Solution to the following problem:

Result Set

Regardless of the database, the result set should look like:

company_name company_email_address salutation_name
Fractal Factory billiam@fractal-factory.co.uk William
Friends For Hire joe.trib@f4hire.com Joey
Some Company admin@somecompany.com null
Expand for the DDL
solution(company_name, company_email_address, salutation_name) as (
    values
        ('Fractal Factory',  'billiam@fractal-factory.co.uk', 'William'),
        ('Friends For Hire', 'joe.trib@f4hire.com',           'Joey'),
        ('Some Company',     'admin@somecompany.com',         null)
)

Solution

Some SQL solutions per database are provided below.

DuckDB

This DuckDB solution uses the Jaccard similarity with a 25% match threshold, but this isn't the only way to solve this problem.
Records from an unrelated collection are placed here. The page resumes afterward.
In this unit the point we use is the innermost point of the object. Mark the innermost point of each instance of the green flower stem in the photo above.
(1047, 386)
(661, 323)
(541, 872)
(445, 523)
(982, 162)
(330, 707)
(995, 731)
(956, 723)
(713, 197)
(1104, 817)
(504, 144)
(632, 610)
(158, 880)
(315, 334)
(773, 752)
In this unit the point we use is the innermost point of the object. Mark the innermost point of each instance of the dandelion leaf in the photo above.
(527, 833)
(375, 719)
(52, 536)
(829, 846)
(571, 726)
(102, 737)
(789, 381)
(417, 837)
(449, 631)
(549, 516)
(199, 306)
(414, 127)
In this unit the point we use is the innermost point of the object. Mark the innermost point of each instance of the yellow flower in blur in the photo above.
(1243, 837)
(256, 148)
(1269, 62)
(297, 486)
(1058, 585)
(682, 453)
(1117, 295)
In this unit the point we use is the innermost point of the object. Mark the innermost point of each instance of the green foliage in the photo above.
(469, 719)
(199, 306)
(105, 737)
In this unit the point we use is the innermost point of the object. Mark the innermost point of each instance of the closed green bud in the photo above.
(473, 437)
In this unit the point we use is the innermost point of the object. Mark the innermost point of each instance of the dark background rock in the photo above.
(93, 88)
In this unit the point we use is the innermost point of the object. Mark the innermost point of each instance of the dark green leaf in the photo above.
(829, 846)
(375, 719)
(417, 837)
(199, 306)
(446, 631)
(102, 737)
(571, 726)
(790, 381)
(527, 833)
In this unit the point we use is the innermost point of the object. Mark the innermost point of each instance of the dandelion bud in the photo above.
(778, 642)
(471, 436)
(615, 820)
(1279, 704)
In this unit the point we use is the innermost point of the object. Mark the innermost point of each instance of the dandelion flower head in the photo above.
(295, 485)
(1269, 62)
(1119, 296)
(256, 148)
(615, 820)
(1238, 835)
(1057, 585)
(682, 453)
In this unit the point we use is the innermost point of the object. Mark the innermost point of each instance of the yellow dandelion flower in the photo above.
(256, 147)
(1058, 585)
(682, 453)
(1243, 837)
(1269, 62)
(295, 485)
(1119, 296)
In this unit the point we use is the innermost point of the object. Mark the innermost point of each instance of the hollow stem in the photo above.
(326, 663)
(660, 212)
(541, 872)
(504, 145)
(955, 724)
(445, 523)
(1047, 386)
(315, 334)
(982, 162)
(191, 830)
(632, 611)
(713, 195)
with contact_preferences as (
    select
        company.full_name as company_name,
        company.email_address as company_email_address,
        individual.first_name,

        /* Could also use `jaro_similarity`, `jaro_winkler_similarity`, `levenshtein` */
        jaccard(
            lower(split_part(company.email_address, '@', 1)),
            lower(individual.full_name)
        ) as similarity,

        row_number() over(
            partition by company_name
            order by similarity desc
        ) as contact_preference
    from customer_relationships as relationships
        left join customers as company
            on relationships.parent_customer_id = company.customer_id
        left join customers as individual
            on relationships.child_customer_id = individual.customer_id
)

select
    company_name,
    company_email_address,
    /* Set a match threshold of 25% */
    if(similarity >= 0.25, first_name, null) as salutation_name
from contact_preferences
where contact_preference = 1
order by company_name

SQL Server

This SQL Server solution uses the Soundex differences with a 3 (out of 4) match threshold, but this isn't the only way to solve this problem.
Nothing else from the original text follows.